Canada's productivity crisis deepens amid tax and regulatory obstacles, says TD

Is an overhaul needed to spur competitiveness?

Canada's productivity crisis deepens amid tax and regulatory obstacles, says TD

Canada’s business leaders and economists have sounded the alarm on the country’s declining competitiveness, warning that years of underinvestment and mounting tax and regulatory burdens have left Canadian firms struggling to keep pace with global peers.

Despite recent government initiatives to boost affordable housing and infrastructure, experts say the core issues stifling productivity remain unaddressed.

“Competitiveness is a necessary ingredient for success across the entire spectrum of economic agents – a competitive workforce needs competitive employers. This cannot occur absent a competitive system of infrastructure, regulation and taxes to support growth,” said Beata Caranci, senior vice president and chief economist at TD Bank.

Francis Fong, managing director and senior economist at TD, echoed the sentiment, noting that “past efforts of tax and regulation reform have failed to meaningfully reduce compliance burdens and promote economic and business dynamism – a must to seriously address the root causes of Canada’s ailing productivity.”

Investment per worker in Canada now ranks near the bottom among the Organisation for Economic Co-operation and Development (OECD) countries, and the gap with the United States has widened significantly since 2010.
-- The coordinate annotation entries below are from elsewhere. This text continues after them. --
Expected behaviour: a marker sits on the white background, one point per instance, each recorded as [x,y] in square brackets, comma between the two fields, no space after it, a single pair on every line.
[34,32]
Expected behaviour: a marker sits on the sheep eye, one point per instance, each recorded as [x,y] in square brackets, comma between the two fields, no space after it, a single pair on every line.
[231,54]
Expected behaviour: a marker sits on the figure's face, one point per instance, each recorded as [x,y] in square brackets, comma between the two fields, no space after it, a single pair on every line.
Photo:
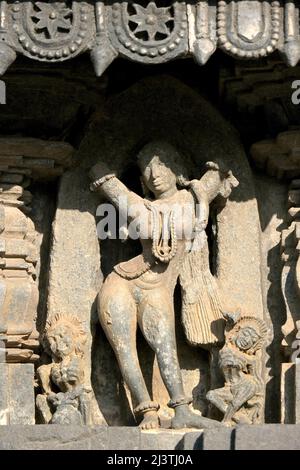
[158,177]
[61,342]
[246,338]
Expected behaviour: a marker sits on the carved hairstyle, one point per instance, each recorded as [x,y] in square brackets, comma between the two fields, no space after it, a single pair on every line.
[169,155]
[73,324]
[251,324]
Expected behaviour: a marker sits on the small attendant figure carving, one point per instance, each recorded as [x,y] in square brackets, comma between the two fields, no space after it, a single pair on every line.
[65,400]
[139,292]
[242,397]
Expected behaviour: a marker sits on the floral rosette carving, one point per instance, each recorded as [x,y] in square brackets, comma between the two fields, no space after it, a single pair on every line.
[148,32]
[53,31]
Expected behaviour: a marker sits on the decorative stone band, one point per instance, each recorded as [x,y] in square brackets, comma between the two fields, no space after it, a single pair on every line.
[57,31]
[95,185]
[180,401]
[146,406]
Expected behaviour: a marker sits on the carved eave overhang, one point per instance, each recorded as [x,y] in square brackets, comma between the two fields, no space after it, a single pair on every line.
[147,31]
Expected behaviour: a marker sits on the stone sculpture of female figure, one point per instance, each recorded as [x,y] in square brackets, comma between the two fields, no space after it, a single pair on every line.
[139,292]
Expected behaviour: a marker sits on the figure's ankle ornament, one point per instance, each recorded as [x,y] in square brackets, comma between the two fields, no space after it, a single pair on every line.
[180,401]
[146,406]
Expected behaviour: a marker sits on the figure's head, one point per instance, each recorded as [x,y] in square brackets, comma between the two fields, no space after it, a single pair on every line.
[161,168]
[64,336]
[246,338]
[247,333]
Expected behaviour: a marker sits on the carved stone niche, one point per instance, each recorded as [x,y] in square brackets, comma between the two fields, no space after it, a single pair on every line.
[79,262]
[147,31]
[280,158]
[23,229]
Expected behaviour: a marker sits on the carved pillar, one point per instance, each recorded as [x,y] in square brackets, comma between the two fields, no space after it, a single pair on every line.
[280,158]
[21,160]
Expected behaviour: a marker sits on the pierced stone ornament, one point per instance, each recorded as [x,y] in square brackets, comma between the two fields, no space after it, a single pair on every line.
[249,29]
[150,33]
[52,31]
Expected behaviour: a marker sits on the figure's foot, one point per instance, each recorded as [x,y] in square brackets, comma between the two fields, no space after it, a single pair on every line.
[186,418]
[150,420]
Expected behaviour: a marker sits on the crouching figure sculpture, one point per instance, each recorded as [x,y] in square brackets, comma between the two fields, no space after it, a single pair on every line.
[242,397]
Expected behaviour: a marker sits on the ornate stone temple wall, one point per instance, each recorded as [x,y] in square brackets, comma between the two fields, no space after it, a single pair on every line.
[144,336]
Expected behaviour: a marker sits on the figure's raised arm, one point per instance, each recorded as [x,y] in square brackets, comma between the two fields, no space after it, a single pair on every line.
[216,182]
[105,181]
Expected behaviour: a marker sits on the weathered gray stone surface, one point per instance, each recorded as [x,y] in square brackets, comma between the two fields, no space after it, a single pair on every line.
[268,437]
[17,403]
[177,114]
[211,439]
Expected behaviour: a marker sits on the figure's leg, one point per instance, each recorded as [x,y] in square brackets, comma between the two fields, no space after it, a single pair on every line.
[220,397]
[118,317]
[243,393]
[157,322]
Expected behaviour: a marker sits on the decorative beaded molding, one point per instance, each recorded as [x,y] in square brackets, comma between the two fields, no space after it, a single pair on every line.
[248,29]
[150,32]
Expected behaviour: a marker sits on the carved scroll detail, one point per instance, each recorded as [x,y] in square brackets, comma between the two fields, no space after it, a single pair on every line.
[53,31]
[150,34]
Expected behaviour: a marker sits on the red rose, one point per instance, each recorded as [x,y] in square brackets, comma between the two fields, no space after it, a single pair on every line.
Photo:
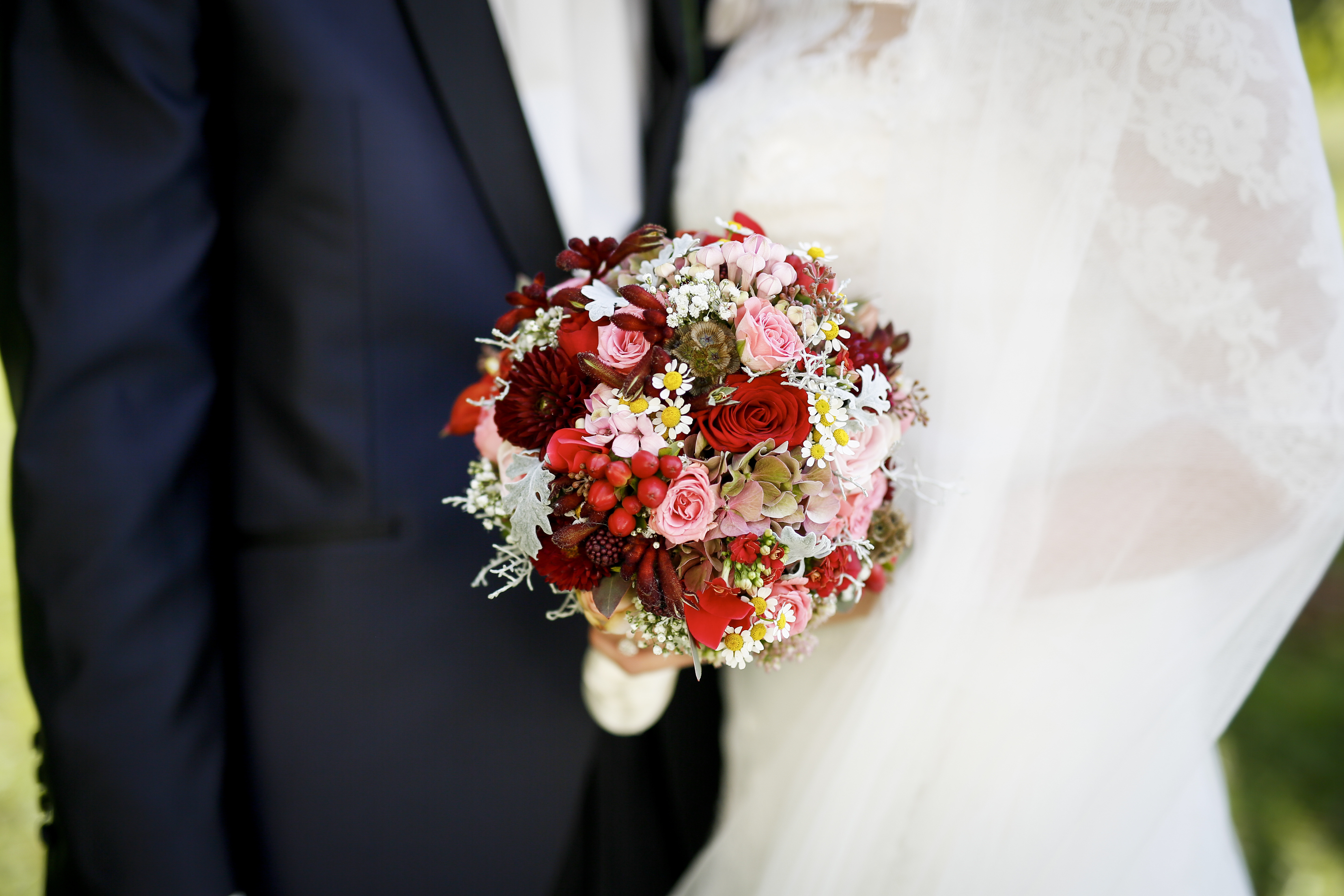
[577,334]
[467,416]
[765,409]
[562,448]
According to TD Economics, Canada’s capital deepening has never recovered from the oil price crash in 2014 and has been stagnant since 2019. “Insufficient investment limits the ability of Canadian firms to scale and compete globally,” Caranci said.

Business leaders consistently cite tax and regulatory compliance as two of the largest barriers to investment. A recent KPMG survey found that 58% of executives identified comprehensive tax reform as a top priority for improving competitiveness. Yet, the last major tax reform in Canada dates back to the 1960s, with only incremental changes since.

It resulted to a tax code now 3,690 pages long, and a regulatory environment so complex that a Transport Canada-KPMG study logged 305,500 regulations applying to industry—a 36.6% increase since 2006.

While the federal government has enacted measures like the Red Tape Reduction Act, industry consultations suggest these efforts have made “little to no impact on reducing regulatory burden.”

The OECD ranks Canada 26th out of 38 for product market regulation, driven by public ownership distortions and barriers to foreign investment.

Broader issues compound the challenge. Canada’s small, geographically dispersed market, internal trade barriers, and weak commercialization of R&D further hinder growth.

Data from the Survey of Financial Security show a consistent decline in business equity as a share of household assets, raising questions about the sustainability of relying on business growth for personal wealth gains.

The path forward, experts argue, requires a comprehensive approach: broadening the tax base, lowering statutory rates, and targeting regulatory reviews at rules that impose real costs on businesses.

“Canada needs to treat the plummet in business investment with the same urgency it treats other crises and address all contributing factors,” Caranci said.